I spent just over a week in Warsaw, having productive meetings with colleagues at the Polish Academy of Sciences, but also exploring the city. It is my first trip to Poland, the land at least a quarter of my ancestors fled 120 years ago. (Though at the time, it was part of the Russian Empire, as the Poles are keen to remind you.)
The city was levelled in World War II (1944) after the Nazis were angered that the Poles had the audacity to rise up and not accept their circumstances. Judging from the photos, it was levelled as much as Nagasaki or Hiroshima (without the radiation), and more than Dresden. The population was reduced from over a million to the tens of thousands. So everything in Warsaw that you see is post-war, even if it looks old.
The architects and planners after the War made a conscious decision to rebuild much of Warsaw (The Old City and the Royal Mile, but notably NOT the Jewish Sector) as it looked in its prime, while rebuilding the rest of the city with a very wide street grid to accomodate trams and cars and pedestrians and bikes (and now scooters). The blocks tend to be long on the major roads, probably due to trams (don’t want pesky cars or pedestrians crossing in front trams needlessly). (This does add distance to access and egress though). The city is generally walkable parallel to the road, if a bit harder to cross orthogonally.
The Old City is lovely, how urbanists, or at least new urbanists, imagine cities should look. It was itself designed originally by Italian architects, so has that kind of feel. The parks are well-maintained and extensive. The modern CBD is humming, doing better than any US CBD for a similarly sized city (3.5M). Many of the new suburbs are midrise apartments around metro stations, though of course single family houses and townhouses distant from any viable transit service are also being built.
There are memorials everywhere of the Jewish Ghetto walls and the Warsaw uprising. The Uprising Museum is quite good, though there is the feeling of “we won this battle, then we won this battle, and then we won this battle, but somehow we lost” which is understandable, obviously the lost battles were not as well documented by the non-survivors. The Polin museum of the History of Polish Jews is also good.
The crows are gray and black (Hooded crows)
I managed to see Polish Independence Day here (November 11, what the rest of us call Veteran’s or Armistice Day). Lots of parading, red and white flags abound. A significant share of the armed forces were marching, though I suspect plenty were still at the border to discourage an invasion from the East. The Nationalists, who just lost the election (gaining a plurality of the votes, but not enough against the coalition of other parties, so they claim they won though they didn’t) were out. The general feeling is pro-NATO, but mixed EU, with many people skeptical of its pro-German orientation (and general distrust of Germany remaining).
The commerce is mostly electronic. The merchants hate making change. A hundred Zloty is rare (still it’s what ATM gave). Transit fares require tickets, or a Warsaw pass (for residents), there is no smart card here, and no credit card payment mechanism for some reason. The ticket machines do accept electronic payment, and are located at Metro stations and key Tram stations, but not every Tram station and not at bust stops. This is annoying for the non-resident.

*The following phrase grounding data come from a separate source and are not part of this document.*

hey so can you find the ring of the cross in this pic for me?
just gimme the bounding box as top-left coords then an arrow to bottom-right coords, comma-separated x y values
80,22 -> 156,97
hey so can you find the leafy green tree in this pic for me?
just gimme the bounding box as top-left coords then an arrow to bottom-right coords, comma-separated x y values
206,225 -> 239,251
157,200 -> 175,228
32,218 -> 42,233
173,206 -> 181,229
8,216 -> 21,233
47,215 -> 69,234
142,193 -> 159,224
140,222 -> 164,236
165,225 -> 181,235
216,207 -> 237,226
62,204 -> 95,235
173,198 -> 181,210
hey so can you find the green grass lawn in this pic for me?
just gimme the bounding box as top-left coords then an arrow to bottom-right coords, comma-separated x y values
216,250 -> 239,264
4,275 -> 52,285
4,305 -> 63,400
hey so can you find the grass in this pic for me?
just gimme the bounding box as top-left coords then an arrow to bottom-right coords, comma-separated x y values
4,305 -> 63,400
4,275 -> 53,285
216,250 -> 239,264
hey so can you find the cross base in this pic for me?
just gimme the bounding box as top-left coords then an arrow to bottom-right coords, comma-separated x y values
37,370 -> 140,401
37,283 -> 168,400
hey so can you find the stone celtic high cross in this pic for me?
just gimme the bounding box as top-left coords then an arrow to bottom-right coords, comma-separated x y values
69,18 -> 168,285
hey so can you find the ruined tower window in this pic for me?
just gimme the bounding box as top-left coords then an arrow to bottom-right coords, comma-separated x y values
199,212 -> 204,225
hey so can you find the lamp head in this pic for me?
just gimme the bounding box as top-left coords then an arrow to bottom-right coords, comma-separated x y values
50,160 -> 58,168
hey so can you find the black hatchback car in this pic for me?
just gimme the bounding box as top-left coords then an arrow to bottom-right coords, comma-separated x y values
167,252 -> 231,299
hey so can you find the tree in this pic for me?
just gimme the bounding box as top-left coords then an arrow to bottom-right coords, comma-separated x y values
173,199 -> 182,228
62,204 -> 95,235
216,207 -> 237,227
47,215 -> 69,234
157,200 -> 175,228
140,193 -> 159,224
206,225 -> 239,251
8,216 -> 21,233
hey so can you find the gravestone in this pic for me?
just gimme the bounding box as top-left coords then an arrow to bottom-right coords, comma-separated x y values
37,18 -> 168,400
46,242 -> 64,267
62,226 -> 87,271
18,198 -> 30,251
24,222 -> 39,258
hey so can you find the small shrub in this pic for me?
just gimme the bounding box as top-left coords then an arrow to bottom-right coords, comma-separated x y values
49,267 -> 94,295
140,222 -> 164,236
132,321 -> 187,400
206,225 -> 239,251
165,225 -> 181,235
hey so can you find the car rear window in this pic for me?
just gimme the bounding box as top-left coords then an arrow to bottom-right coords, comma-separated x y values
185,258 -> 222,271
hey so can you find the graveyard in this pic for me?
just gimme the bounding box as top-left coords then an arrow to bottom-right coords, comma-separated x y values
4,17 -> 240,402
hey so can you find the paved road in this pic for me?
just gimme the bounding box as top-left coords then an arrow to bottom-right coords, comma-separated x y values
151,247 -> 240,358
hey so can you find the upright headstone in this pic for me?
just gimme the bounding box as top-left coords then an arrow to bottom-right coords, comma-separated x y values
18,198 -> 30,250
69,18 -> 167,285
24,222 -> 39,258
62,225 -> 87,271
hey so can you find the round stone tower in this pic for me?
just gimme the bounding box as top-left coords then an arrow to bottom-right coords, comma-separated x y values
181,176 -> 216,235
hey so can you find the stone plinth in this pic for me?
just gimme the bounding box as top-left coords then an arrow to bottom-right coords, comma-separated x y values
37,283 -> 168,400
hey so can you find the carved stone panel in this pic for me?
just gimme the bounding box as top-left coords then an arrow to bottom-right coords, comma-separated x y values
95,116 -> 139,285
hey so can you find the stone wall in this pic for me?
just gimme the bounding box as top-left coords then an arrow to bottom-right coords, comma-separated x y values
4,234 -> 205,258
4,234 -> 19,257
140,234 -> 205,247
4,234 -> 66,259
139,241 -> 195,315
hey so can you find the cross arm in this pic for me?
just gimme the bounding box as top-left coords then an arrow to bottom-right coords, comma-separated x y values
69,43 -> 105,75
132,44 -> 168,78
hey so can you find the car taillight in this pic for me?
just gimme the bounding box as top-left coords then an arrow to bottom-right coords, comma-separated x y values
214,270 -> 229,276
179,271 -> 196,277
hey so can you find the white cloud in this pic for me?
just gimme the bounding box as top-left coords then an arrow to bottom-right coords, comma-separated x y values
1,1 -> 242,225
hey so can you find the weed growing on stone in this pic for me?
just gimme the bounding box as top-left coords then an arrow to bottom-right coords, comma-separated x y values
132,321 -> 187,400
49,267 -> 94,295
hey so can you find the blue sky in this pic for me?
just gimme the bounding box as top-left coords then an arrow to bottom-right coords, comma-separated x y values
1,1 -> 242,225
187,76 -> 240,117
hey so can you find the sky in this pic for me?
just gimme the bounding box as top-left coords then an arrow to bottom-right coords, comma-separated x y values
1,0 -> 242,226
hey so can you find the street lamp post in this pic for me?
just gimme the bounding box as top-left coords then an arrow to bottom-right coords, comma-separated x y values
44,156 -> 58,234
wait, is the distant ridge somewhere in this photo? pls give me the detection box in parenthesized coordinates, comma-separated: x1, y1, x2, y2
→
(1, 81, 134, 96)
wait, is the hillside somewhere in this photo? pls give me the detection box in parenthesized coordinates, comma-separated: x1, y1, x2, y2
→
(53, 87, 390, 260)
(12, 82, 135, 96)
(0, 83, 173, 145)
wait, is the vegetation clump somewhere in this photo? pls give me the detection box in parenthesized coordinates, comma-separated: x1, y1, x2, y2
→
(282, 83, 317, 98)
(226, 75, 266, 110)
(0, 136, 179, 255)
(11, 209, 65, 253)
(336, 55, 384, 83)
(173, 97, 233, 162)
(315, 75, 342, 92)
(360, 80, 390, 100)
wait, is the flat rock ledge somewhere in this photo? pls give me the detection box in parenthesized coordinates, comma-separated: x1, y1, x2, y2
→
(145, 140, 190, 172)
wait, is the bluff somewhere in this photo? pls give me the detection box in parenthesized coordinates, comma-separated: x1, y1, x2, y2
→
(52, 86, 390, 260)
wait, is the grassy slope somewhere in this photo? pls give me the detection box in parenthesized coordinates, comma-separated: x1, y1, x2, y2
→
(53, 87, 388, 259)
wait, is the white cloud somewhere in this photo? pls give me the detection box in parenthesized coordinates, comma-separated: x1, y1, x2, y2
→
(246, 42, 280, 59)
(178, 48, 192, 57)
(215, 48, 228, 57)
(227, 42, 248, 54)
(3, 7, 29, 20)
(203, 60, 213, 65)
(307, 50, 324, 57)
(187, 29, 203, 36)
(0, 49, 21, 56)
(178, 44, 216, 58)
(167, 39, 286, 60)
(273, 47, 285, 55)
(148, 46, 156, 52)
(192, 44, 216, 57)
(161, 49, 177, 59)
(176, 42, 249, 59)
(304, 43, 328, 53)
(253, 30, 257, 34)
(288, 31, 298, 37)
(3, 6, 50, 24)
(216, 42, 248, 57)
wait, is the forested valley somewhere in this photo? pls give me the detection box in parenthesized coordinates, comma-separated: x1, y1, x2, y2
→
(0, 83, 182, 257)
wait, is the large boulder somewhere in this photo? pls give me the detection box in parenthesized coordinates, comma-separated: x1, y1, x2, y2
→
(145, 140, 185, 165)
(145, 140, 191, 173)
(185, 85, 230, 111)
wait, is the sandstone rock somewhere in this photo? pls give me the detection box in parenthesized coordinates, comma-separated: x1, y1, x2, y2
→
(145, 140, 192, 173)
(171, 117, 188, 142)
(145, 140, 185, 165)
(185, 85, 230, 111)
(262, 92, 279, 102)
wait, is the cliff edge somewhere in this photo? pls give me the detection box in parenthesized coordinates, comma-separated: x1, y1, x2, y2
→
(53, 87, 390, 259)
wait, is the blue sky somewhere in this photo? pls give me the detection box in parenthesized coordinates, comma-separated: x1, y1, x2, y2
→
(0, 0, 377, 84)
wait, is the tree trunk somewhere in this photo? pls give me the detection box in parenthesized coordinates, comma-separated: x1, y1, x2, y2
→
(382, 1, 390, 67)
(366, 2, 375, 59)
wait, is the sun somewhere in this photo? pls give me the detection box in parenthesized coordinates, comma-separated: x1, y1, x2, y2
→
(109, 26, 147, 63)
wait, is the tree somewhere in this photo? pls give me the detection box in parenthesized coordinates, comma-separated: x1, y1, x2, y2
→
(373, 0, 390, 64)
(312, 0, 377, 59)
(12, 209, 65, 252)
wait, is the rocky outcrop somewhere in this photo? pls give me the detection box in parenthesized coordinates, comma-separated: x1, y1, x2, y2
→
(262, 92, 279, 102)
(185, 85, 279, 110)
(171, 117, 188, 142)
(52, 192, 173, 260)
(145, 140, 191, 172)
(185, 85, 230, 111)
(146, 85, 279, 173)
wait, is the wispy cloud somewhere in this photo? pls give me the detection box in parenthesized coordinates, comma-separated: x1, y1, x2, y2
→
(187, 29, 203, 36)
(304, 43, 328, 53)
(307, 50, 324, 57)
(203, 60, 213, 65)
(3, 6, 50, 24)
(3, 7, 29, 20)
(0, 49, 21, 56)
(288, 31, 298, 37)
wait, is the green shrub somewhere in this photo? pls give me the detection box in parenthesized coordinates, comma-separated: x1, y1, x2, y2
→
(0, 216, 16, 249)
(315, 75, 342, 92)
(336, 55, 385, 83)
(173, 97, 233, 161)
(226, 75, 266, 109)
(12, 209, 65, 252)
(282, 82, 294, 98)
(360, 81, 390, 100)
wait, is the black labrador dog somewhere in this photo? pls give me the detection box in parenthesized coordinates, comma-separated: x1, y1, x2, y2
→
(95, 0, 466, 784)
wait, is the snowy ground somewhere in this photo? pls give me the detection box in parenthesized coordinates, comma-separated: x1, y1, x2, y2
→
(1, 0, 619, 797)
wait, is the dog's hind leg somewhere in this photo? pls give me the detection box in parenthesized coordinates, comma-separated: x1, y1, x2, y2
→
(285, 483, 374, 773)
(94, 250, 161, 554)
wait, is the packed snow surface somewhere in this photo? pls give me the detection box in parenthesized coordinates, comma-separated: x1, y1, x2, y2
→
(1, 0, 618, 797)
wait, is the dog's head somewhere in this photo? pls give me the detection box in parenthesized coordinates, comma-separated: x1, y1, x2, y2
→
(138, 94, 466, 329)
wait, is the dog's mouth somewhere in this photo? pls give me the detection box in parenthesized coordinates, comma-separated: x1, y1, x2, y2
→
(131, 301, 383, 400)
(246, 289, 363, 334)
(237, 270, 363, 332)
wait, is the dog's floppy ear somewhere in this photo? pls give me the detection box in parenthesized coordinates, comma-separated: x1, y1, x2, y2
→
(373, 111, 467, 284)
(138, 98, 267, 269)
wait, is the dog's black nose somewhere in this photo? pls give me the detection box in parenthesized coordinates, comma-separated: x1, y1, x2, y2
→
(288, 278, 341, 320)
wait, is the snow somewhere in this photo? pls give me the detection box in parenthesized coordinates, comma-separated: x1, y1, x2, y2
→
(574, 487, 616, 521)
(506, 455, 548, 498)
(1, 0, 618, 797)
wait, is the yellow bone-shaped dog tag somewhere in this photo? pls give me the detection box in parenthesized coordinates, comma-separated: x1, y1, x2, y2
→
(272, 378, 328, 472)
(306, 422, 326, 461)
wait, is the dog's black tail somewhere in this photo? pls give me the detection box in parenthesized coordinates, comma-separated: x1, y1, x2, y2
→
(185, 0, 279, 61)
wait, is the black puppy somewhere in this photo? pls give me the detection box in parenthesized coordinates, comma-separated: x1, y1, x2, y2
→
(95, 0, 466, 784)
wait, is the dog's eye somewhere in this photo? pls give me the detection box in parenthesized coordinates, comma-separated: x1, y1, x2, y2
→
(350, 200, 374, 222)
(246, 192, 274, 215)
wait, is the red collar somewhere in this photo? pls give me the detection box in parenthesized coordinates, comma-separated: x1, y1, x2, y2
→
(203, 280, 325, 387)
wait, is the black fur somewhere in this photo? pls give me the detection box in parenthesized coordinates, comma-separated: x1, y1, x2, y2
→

In the hotel room, one seeks out TV for company. Only news and auto-tuned music videos are in English, but one recognises episodes of many other TV shows. They are hard to watch, though, because the imported TV shows are neither dubbed nor subtitled, instead they have voiceover narrator. This is a strange decision, where the male narrator is speaking over the female actress.
Convenience stores are in every building, most often it seems Zabka (little frog), but also noticeably smaller versions of hypermarket Carrefour, Lewiatan, and Biedronka. They provide what you would expect from a 7-11, though the prices are cheaper (everything is less expensive in Poland) and the bread is fresher (not fresh-fresh, but better than an American would expect from a convenience store). The shopping malls are thriving. They tend to be train-station adjacent.
The Metro is very efficient for where it goes, with high frequency, as are the trams. Some of the stations are somewhat integrated between train and tram (running down the protected median), so under-street connectors will take you to the tram without having to cross the street. Apparently at-grade pedestrian crossings have been restored where previously there were only tunnels. So there is some work on reining in the car.